Kingston: Nine tourist couples slathered on ample amounts of sunblock and said "I do" in the nude on a sun-baked Jamaican beach.
Getting married in the buff on Valentine`s Day meant living out a fantasy for Milly Salas, a stay-at-home mom from Bergen County, New Jersey, who had never visited a nudist resort before.
"It was beautiful. It was like a fairy tale," the 39-year-old Salas said shortly after the nude nuptials at Hedonism II yesterday, a resort for the pleasure-seeking crowd in Negril, a western tourist town in this largely conservative, tourism-dependent island.
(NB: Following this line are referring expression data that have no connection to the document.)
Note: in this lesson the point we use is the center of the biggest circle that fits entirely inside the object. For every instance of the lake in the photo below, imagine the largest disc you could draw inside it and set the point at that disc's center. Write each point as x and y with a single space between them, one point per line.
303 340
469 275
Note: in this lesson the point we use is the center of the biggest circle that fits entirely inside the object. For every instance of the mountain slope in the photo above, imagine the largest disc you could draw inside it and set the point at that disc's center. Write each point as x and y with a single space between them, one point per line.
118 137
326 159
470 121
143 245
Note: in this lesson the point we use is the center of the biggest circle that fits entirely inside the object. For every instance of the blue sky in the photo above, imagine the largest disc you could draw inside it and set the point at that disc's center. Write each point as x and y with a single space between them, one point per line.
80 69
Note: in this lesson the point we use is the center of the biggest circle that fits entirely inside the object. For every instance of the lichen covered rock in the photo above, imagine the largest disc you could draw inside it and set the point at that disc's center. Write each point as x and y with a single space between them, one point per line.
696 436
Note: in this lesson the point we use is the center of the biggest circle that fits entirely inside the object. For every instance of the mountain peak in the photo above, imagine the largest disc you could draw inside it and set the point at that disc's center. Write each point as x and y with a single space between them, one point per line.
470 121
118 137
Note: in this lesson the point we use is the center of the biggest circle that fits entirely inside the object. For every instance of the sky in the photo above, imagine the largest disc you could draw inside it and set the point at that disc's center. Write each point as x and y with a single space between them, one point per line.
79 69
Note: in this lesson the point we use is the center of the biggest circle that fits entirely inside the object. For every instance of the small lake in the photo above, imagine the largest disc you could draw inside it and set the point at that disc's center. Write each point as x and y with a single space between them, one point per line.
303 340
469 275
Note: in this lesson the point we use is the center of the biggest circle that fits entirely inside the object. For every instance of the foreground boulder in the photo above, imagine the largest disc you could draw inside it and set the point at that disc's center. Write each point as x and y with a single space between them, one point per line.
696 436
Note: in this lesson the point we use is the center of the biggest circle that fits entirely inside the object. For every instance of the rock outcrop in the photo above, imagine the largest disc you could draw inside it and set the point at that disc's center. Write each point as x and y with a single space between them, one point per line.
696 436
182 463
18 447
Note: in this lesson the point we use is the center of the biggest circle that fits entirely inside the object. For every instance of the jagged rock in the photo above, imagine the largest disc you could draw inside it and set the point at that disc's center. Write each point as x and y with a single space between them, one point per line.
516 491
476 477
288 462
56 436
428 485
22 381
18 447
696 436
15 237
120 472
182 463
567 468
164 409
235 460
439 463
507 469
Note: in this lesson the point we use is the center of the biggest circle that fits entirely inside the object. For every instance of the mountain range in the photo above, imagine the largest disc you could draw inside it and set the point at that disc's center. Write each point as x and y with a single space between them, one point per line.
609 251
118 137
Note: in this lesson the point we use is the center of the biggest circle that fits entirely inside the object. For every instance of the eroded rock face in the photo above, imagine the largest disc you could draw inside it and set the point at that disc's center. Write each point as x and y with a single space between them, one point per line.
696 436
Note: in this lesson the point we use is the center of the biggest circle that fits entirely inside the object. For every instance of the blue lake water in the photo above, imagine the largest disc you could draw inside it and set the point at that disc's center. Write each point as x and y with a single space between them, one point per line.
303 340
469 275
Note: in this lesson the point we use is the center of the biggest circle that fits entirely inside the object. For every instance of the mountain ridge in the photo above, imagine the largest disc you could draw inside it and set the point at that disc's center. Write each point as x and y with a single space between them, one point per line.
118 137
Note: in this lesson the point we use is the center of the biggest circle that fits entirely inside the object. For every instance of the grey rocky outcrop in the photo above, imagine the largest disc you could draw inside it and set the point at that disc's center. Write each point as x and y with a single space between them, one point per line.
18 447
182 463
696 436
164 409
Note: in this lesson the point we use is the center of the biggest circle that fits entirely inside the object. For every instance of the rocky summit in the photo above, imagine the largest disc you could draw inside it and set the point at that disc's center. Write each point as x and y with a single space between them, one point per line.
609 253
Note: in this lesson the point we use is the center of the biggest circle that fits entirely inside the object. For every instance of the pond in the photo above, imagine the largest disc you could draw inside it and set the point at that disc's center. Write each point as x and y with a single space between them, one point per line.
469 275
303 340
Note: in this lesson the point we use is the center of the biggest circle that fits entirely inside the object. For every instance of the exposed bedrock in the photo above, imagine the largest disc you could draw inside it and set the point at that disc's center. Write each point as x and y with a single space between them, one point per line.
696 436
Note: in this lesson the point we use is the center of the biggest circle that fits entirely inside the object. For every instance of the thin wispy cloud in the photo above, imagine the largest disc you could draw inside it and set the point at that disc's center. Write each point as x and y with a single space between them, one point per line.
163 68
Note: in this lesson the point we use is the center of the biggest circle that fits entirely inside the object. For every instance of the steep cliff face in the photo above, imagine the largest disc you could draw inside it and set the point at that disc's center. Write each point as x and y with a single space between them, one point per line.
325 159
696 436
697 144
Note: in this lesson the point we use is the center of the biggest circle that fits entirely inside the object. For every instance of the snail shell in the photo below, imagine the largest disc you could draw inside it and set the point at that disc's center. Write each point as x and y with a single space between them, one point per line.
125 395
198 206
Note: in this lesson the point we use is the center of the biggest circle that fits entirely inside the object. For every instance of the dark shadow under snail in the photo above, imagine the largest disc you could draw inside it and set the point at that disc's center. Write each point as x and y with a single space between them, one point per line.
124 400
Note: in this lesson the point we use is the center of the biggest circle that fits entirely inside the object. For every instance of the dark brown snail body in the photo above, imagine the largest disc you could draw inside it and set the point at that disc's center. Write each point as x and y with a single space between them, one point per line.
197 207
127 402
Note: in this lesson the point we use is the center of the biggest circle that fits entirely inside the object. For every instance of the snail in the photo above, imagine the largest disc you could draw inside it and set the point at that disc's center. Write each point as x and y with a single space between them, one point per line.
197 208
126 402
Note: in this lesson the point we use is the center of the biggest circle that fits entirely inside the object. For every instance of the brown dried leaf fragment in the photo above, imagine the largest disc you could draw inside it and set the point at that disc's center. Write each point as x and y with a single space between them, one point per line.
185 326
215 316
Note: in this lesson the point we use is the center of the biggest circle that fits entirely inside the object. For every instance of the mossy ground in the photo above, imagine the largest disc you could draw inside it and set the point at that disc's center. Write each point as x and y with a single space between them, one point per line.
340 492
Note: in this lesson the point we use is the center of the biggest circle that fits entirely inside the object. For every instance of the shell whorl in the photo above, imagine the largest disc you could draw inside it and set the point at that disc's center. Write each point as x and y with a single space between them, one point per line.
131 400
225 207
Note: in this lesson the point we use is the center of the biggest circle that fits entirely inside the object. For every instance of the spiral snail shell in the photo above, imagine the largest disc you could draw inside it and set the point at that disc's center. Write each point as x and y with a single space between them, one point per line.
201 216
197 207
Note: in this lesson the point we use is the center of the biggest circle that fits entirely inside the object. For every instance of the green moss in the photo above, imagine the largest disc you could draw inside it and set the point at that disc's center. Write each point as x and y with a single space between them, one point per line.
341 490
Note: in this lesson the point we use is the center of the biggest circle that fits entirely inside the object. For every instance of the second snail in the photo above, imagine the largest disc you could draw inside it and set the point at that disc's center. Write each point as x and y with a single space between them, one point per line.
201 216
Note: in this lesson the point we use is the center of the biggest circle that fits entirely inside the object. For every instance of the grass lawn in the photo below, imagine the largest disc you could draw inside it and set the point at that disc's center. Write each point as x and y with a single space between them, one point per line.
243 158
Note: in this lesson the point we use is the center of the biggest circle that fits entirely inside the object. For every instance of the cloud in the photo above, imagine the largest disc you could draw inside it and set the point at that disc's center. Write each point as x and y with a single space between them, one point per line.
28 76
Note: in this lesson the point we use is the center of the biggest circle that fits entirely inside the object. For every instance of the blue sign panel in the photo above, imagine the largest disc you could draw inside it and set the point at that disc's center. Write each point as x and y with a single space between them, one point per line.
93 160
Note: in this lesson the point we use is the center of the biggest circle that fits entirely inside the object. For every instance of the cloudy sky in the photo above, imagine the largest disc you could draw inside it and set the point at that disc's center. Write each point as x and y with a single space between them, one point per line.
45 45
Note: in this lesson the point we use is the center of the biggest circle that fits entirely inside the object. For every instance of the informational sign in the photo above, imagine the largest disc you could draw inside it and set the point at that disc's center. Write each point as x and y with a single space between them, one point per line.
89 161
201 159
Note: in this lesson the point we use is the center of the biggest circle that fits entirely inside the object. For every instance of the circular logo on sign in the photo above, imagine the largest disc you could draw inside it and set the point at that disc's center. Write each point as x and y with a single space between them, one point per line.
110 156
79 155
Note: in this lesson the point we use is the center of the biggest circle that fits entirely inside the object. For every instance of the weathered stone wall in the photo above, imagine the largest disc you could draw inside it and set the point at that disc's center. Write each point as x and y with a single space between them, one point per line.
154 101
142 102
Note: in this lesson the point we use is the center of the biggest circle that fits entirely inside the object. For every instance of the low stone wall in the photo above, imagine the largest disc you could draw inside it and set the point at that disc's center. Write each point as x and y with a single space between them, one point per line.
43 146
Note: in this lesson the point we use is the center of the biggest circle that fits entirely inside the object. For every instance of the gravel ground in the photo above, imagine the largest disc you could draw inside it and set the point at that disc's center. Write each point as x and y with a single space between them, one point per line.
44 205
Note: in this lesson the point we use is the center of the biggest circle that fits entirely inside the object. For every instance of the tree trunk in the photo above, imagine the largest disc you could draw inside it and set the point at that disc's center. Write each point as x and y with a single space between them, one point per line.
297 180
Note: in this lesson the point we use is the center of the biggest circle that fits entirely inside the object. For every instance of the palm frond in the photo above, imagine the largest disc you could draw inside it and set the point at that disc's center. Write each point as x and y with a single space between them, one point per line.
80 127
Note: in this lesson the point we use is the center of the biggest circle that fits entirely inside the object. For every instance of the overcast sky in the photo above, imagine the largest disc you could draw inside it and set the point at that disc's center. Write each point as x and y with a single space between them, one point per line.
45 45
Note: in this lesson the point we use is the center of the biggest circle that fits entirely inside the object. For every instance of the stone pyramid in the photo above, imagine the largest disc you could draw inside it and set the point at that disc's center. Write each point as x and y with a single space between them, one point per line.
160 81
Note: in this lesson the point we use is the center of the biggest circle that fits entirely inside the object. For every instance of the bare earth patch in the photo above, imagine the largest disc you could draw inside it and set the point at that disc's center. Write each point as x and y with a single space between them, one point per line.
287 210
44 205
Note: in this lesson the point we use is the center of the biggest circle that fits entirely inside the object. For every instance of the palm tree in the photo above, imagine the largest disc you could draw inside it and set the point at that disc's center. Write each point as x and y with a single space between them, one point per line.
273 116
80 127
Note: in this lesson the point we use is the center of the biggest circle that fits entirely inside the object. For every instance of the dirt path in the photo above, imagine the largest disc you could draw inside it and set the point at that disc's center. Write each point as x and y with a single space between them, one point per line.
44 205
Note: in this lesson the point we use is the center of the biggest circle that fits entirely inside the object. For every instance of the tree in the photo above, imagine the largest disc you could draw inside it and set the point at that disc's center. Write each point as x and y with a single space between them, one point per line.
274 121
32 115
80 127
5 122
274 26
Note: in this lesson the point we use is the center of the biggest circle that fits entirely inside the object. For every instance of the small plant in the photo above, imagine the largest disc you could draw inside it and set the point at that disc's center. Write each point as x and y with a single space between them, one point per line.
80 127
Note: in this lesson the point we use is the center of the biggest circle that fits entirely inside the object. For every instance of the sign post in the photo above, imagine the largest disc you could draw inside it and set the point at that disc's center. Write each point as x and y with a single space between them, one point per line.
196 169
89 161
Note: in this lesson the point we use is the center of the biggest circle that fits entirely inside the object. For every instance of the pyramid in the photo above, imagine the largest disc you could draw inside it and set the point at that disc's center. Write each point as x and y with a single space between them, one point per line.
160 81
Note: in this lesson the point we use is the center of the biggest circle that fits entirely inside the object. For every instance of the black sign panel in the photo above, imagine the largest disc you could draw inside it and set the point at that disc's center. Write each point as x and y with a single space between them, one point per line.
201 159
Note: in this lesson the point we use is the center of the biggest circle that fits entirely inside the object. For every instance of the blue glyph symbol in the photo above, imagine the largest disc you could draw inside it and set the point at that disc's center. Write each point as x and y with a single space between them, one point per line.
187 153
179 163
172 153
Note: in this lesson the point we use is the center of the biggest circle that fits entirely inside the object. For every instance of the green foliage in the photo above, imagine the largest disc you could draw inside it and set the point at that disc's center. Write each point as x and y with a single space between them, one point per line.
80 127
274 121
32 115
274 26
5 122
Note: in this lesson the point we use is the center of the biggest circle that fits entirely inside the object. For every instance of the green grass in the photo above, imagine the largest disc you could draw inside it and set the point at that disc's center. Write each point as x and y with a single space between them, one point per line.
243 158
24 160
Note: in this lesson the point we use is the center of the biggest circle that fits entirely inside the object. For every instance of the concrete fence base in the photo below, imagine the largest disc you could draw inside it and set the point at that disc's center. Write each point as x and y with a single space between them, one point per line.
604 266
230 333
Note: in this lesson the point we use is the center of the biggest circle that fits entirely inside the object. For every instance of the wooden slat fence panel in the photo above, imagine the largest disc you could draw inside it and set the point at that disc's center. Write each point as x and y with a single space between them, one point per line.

The promise of a Valentine`s Day wedding and complimentary four-night stay attracted over 100 engaged couples from the US and Canada, but only 10 were chosen as part of a nude wedding contest, according to Zein Issa-Nakash, a marketing vice president of Superclubs, which owns Hedonism. One couple dropped out before the big day, which was filmed by a documentary TV crew. Kevin Young, of Land O` Lakes, Florida, said walking around au naturale is what he`s used to since he lives in a nudist community. Getting married without clothes was a no-brainer for Young and his new wife, Shannon Witherspoon. Even body paint was too much for him, he said.
"It was easy for us cause we`re used to it. But some of these other people had never been naked before outside their bedroom. I got to give them kudos, cause they really stepped up and did the full monte thing and got naked," Young said during a phone call from Negril.
The yesterday ceremony was the first nude wedding event at the Jamaican resort since 2003, according to Issa-Nakash. She said there were no angry protests of the event by pastors and others as there were about a decade ago when the resort first hosted group weddings in the buff. Prime Minister Portia Simpson Miller`s government was quiet about the resumption of nude weddings at Hedonism this Valentine`s Day. During the controversy over nude weddings in 2001, Simpson Miller, then Jamaica`s tourism minister, said getting married without clothes was at odds with how Jamaica should be marketed.